Comments (15)
Thanks for investigating! =)
Wrt that commit, for any fixes, we'll also have to check up on this behaviour: #1978
Good call, thanks! Ok repro matrix time 😅 . There are a few candidates for that line:
if tarfile.is_tarfile(p):
if tarfile.is_tarfile(p.fp):
if tarfile.is_tarfile(p.open_bytes()):
And a few cases to check:
- Do we drop rows reading from stdin, in a test case like this?
- If we rename a tar file to an unknown extension, does it open as a tar?
2a. What if it's in a zip file?
2b. Or if we open it via stdin? - if we open a non-tar file with an unknown extension, does it open as txt?
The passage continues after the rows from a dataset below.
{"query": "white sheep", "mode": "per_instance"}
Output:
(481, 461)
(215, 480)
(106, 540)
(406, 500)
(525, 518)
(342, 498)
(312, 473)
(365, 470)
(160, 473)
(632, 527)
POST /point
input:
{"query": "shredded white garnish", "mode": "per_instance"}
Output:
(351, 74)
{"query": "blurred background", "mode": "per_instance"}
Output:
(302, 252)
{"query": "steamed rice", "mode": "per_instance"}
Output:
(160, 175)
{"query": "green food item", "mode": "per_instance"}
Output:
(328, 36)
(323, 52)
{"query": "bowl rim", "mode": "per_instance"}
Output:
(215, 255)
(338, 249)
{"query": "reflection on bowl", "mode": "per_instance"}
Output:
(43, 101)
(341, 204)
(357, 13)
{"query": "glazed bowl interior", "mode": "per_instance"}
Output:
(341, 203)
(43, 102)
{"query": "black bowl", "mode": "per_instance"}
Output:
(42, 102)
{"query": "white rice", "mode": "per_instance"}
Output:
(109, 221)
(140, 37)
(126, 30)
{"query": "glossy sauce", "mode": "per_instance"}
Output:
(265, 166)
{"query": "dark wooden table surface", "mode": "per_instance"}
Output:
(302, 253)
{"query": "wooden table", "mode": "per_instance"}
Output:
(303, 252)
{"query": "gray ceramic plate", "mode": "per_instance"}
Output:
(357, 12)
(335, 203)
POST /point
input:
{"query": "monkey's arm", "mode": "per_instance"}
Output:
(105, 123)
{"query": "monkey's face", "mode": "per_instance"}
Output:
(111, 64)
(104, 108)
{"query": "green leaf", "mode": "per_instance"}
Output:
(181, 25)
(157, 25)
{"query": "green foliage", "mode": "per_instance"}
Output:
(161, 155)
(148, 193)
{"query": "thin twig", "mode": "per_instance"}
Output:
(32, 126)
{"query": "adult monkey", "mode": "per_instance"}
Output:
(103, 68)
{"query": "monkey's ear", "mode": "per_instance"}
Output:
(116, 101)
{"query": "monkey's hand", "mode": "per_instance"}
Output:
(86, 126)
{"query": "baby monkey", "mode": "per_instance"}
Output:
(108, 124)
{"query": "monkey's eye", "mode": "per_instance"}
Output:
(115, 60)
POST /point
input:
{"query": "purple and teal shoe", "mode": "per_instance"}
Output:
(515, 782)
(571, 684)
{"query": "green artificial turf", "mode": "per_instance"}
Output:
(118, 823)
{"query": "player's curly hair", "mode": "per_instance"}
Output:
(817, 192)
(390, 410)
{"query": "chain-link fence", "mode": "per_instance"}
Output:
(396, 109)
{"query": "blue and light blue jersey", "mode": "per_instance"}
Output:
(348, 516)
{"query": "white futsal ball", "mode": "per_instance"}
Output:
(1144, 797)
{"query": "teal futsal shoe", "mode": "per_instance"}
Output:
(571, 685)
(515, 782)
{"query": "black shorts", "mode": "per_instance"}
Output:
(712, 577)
3a. What if it's in a zip file?
3b. Or if we open it via stdin? (e.g.vd -N <(cat <file>)
orcat <file> | vd -N
)
And from some testing the results look like...
if tarfile.is_tarfile(p):
- ❌ Drops rows when reading from stdin, disqualified 😅
if tarfile.is_tarfile(p.fp):
- ✔️
- ❌
guess_tar: nothing to open
2a. ✔️
2b. ❌guess_tar: illegal seek
- ✔️
3a. ❌ Incorrectly guesses as tar and then throwsReadError
s (the core of this GH issue)
3b. ✔️
if tarfile.is_tarfile(p.open_bytes()):
- ✔️
- ✔️
2a. ❌guess_tar: a RepeatFile holds text and cannot be reopened in binary mode
, opens astxt
2b. ❌guess_tar: a RepeatFile holds text and cannot be reopened in binary mode
, opens astxt
- ✔️
3a. ✔️
3b. ✔️
So I think none of the options I listed are perfect, but p.open_bytes()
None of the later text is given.